I’m not ashamed to tell the world: I attend YouTube International Culinary Academy. It’s tuition-free and convenient. All I have to do is take my laptop into the kitchen.
YouTube is a trove of cooking lessons, especially for folks interested in international cuisine. Experienced chefs and home cooks have established channels that explain techniques and ingredients for dishes from Nigeria to Tanzania and India to Trinidad to Scotland.
I’m sharing three of my favorite channels along with links to recipes and tips about finding unique ingredients or substitutions for them.
Miriam Kinunda says she started posting Tanzanian recipes as a hobby in 2004. Now, she has a website and a YouTube channel with more than 500,000 views.
She promotes a cuisine that has Persian, Indian and Arabic influences, but maintains its uniqueness. Take her video and recipe for East African chapati.
Kinunda’s posters take their chapati quite seriously; many of them pointed out the bread is supposed to be made from flour and water. Maybe in India, Kinunda says, but not in countries like Tanzania, Burundi, Malawi and Somalia.
“In East Africa, we use oil,” she says in the YouTube video. We borrowed this version of chapati from India and then we changed it.”
I followed Kinunda’s directions with one exception. I combined all-purpose wheat flour and self-rising flour because I’m transitioning to whole grains and wanted to use my bleached flour. I kneaded the dough 100 times and got a nice smooth ball of dough. But the trick is rolling the bread thin and cooking it on a hot, dry surface. Kinunda’s water test works well. When the griddle is hot, the chapati only needs a minute per side to cook.
Although Chris De La Rosa, of Hamilton, Ontario in Canada is not a professional chef, he’s clearly a knowledgeable cook. He launched his YouTube channel, and a companion website, to document and promote the cuisine of his homeland, Trinidad and Tobago.
“I hated the fact that our cuisine is not as documented (cookbooks, etc.) as so many other cultures globally and that most people outside the Caribbean are deprived of the knowledge of hundreds of years of our cooking traditions,” he writes on his site.
This stewed chicken recipe takes about 45 minutes to make. Only a slow, snowy day, it warmed my kitchen and scented my house.
The recipe calls for a roux made of brown sugar instead of flour. I was skeptical at first, but the final result was well worth it.

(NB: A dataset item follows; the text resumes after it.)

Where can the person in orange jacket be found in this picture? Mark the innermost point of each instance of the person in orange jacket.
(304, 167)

Most ingredients are readily available, so I made only one substitution. I used recaito, or Puerto Rican green seasoning, instead of Worcestershire sauce, which I don’t care for. Chris also mentions using cilantro because he couldn’t find shado beni or culantro. I’ve found the herb at Asian stores, where it’s called ngo gai.

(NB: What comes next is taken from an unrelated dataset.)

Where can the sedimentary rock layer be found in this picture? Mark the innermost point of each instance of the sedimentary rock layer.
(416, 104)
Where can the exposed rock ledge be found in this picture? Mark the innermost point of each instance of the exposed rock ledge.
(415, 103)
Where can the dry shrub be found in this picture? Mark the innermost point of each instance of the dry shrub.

YouTube’s algorithms brought me this recipe. A written version is available on the companion website allnigerianrecipes.com. Apparently these batter-coated boiled eggs are a popular street snack in Nigeria; requests for recipes dot the web. I could see why: the sweet, spicy coating complements the taste of the boiled egg.
I followed directions on YouTube and on the website, but dough was so wet that I had to add about a half-cup flour when rolling it out. When I tried a second time, I added just enough liquid to make the dry ingredients hang together. Then I kneaded the dough about 100 times, covered it with a piece of foil and let it rest for about 10 minutes. I got a light, manageable dough I could roll out and wrap around the egg.
Once the egg is wrapped, the cooking goes very quickly if you have a deep fryer. If not, it can be tricky to cook the inside without burning the outside. Gauge the temperature with a candy thermometer or this old-fashioned technique. Place a one-inch square of bread in the oil. If it browns in 60 seconds, the oil is ready.